Magic, and you did this in the other thread and its one of the reasons I dont usually bother with your posts anymore, you where not giving religion credit because you first denied that there was any proof positive relationship between religion and ethics at all, I would suggest because you have a grudge against religion generally, and when you couldnt sustain that any longer (see highlighting) you breeze over what's a pretty major blind spot to suggest with a lot of characteristic verbosity something vague, maybe its about consistency, maybe its about asserting something about atheism, who the hell knows.
What I said was that religion was not necessary for ethics and ethics was not necessary for religion. That in and of itself does not say that there isn't a positive correlation because it speaks only of necessities. This is the same as the fact that there is a strong positive correlation between being American and speaking English but neither necessitates the other. So even granting there were a positive correlation, it would refute my assertion not one bit.
That being said, I do question the positive correlation, going back to my point that being religious and being ethical both seem to be very common things, thus there is a very large number of ethical religious people. But the frequency of non-ethical religious people, and ethical non-religious people, seems to suggest that an actual correlation is not that strong. There may be none at all. It must be said that part of the issue might come from distinguishing the academic concept of a religion from the tendencies of actual religious people. It's a thought.
My advice to you is the spend less time trying to figure out where the other person is coming from and more time thinking about their statements. I suspect you take me for someone more rabidly atheist than I am. I am hardly a Richard Dawkins or Christopher Hitchens. Either way you seem to use your notions about how I am as a reason to think less about what I say.
Not typically from what I understand, except for a few applications of Buddhism that approach it as a philosophy. There are atheist Buddhist, for example.
This is sort of what I'm getting at.
I see the disagreement over my claim that religion has no method. I can see how they sort of do, though my issue with that would be the following. Religion as a whole is not a thing with a singular method (and it follows that it can't be defined by such a thing then), the methods themselves are in no way systematic, and usually religious people are not even aware that they have such methods and may even take offense at the suggestion. In that way, these so-called methods are quite different from science, but I can still see how it would qualify as religion having methods.
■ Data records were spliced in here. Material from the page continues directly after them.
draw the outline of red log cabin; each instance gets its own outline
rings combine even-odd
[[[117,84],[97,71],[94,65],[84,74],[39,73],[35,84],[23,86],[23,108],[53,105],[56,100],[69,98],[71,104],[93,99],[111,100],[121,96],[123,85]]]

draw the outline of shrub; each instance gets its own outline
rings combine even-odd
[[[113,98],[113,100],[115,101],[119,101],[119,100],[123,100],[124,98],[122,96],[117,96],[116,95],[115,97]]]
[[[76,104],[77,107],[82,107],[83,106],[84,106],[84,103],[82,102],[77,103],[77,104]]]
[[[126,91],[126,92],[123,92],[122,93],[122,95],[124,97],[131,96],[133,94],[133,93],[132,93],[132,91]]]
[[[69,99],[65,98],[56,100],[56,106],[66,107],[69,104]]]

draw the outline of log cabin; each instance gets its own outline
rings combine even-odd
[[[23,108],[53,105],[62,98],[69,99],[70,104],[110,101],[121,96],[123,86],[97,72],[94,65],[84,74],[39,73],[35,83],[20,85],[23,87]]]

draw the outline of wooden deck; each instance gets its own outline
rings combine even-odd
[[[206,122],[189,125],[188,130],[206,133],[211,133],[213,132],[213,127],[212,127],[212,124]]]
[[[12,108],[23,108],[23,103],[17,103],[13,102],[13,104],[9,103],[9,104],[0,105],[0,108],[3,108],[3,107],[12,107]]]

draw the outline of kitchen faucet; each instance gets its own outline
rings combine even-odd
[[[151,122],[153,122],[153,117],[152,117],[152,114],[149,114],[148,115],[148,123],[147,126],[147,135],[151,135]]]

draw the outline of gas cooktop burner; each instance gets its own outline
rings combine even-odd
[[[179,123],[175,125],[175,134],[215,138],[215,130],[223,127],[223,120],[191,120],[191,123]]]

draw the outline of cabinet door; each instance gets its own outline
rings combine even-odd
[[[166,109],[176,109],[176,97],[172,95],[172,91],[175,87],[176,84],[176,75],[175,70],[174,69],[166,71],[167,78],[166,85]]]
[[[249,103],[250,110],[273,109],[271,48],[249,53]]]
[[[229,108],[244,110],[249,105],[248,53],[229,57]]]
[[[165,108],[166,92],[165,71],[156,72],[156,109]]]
But the point of my last question is to illustrate a difference from science. Although there is something we call a scientific consensus, like the heliocentric model or the theory of evolution, there is no specific belief about the universe, be it a true/false statement or a good/bad statement, that one must have to use the scientific method, to think scientifically, or be called a scientist. That makes it quite different from religion by my reckoning.
Thank you for this. Good post.
To me it seems somewhere between taking a piss on art because a lot of artists are douche bags, and rejecting education because the USA's education system is broken. It seems to miss the central point with possibly negative consequences.